“Follow the Lone Star Flag”

a couple of months ago

It is always inspiring to hear stories of about the courage of soldiers during battle. George Bravard was a flag bearer serving the 1st Texas infantry regiment during the Civil War.

Confederate Colonel Philip A. Work, the commander of this famous “Ragged Old First,” pointed to a rise in the distance and said,

“Follow the Lone Star Flag to the top of the mountain.”  

At that moment a Union cannon shell landed in their midst. Branard vowed he would wave his flag over the gun that fired that shot. He set out toward the mountain with his fellow Texans as shells fell all around him. Nearly a third of the men were killed or wounded during the advance, but Bravard kept on going.

He passed well beyond the rest of the men. The regiment left behind shouted and urged him to turn back.  His death was near certain, but Branard was on a mission. He had made a vow. All of a sudden they heard this command coming from the Federal lines,

“Don’t shoot that man! He is too brave to kill!”

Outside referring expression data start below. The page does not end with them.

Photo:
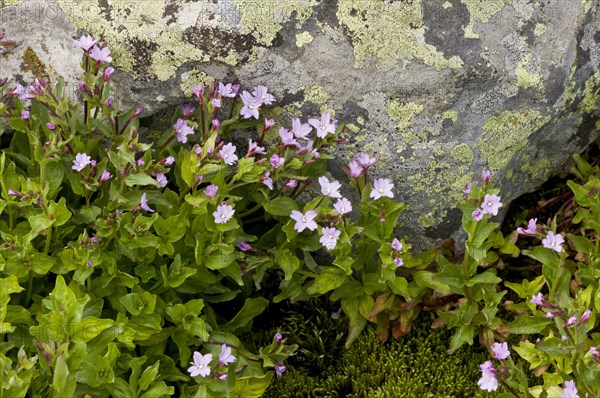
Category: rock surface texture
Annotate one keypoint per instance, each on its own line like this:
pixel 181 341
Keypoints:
pixel 438 90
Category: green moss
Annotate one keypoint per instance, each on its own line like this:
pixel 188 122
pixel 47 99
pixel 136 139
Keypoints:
pixel 303 39
pixel 462 153
pixel 415 366
pixel 403 114
pixel 526 78
pixel 504 135
pixel 539 30
pixel 264 20
pixel 393 35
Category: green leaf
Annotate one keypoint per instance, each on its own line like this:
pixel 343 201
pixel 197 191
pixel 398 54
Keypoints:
pixel 330 278
pixel 281 206
pixel 528 324
pixel 288 262
pixel 141 179
pixel 252 307
pixel 251 387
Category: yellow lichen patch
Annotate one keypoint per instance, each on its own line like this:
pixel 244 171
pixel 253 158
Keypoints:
pixel 303 39
pixel 526 78
pixel 482 10
pixel 403 114
pixel 504 135
pixel 450 114
pixel 31 63
pixel 539 29
pixel 462 153
pixel 194 78
pixel 392 33
pixel 263 18
pixel 316 94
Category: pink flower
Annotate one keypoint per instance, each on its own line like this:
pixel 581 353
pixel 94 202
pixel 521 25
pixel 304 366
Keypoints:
pixel 396 245
pixel 85 42
pixel 225 356
pixel 200 365
pixel 537 299
pixel 553 242
pixel 491 204
pixel 144 203
pixel 329 237
pixel 304 221
pixel 323 126
pixel 211 190
pixel 182 130
pixel 100 55
pixel 343 206
pixel 162 180
pixel 500 351
pixel 276 161
pixel 488 381
pixel 228 154
pixel 223 214
pixel 355 169
pixel 330 189
pixel 81 160
pixel 382 187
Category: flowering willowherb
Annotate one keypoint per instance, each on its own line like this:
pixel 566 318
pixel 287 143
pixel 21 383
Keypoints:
pixel 531 228
pixel 227 90
pixel 251 106
pixel 343 206
pixel 355 169
pixel 304 220
pixel 265 179
pixel 85 42
pixel 330 189
pixel 225 356
pixel 276 161
pixel 570 390
pixel 554 242
pixel 182 129
pixel 144 203
pixel 81 160
pixel 382 187
pixel 501 351
pixel 254 148
pixel 329 238
pixel 537 299
pixel 300 130
pixel 211 190
pixel 228 154
pixel 491 204
pixel 488 381
pixel 262 95
pixel 200 365
pixel 323 126
pixel 100 54
pixel 223 214
pixel 162 180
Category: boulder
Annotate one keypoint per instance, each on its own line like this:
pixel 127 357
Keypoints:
pixel 437 90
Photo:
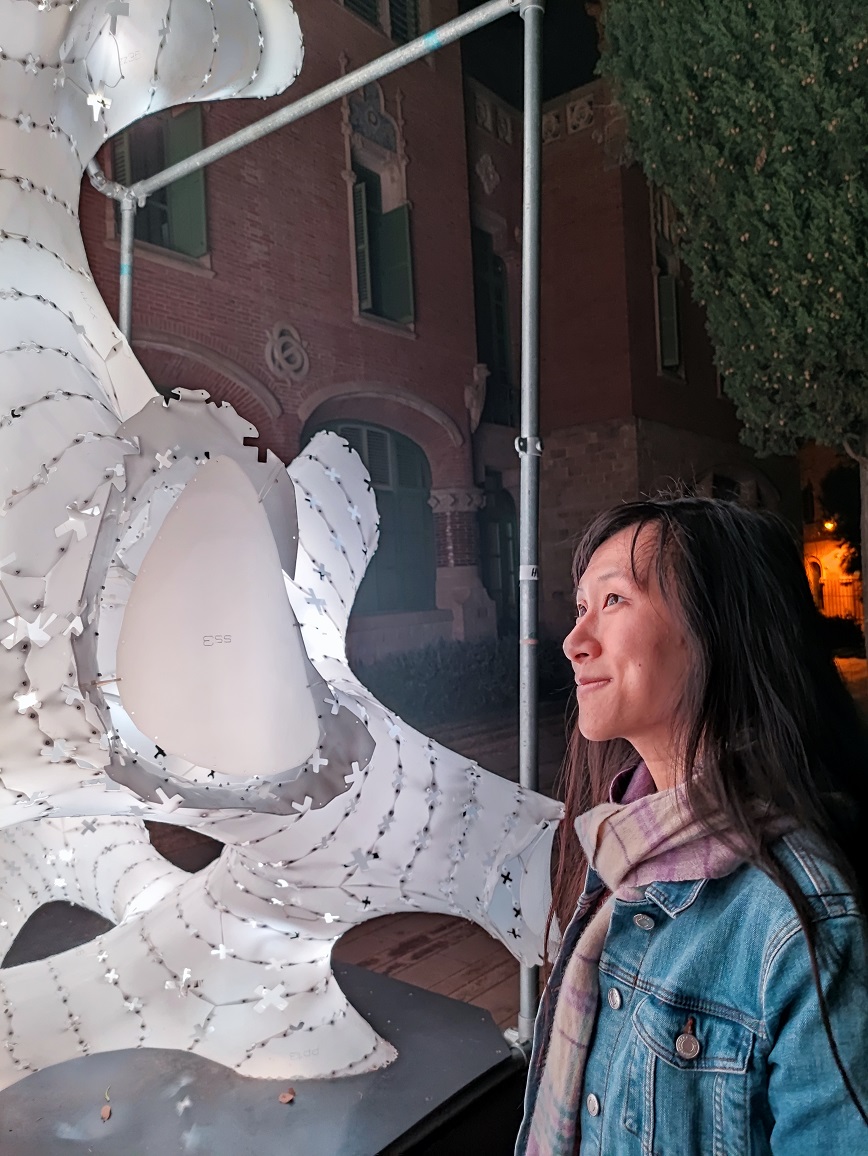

For a brief time, all gunfire stopped. But then a shell suddenly exploded at Branard’s feet. A fragment struck him in the forehead, gashing his face, blinding his left eye and destroying hearing in his left ear. The blast ripped the Lone Star colors from his hand. He managed to recover it and clutched it closely again. As he struggled to move forward, he passed out. Fellow soldiers thought he was dead and carried him off the field.

But that was not the end of Bravard, as he did survive. Amazingly, after only one day of recovery, the brave color bearer was back on duty. He was wounded again in following battles, but he never quit.

He proudly carried that Lone Star flag and wore his uniform until the very end of the war.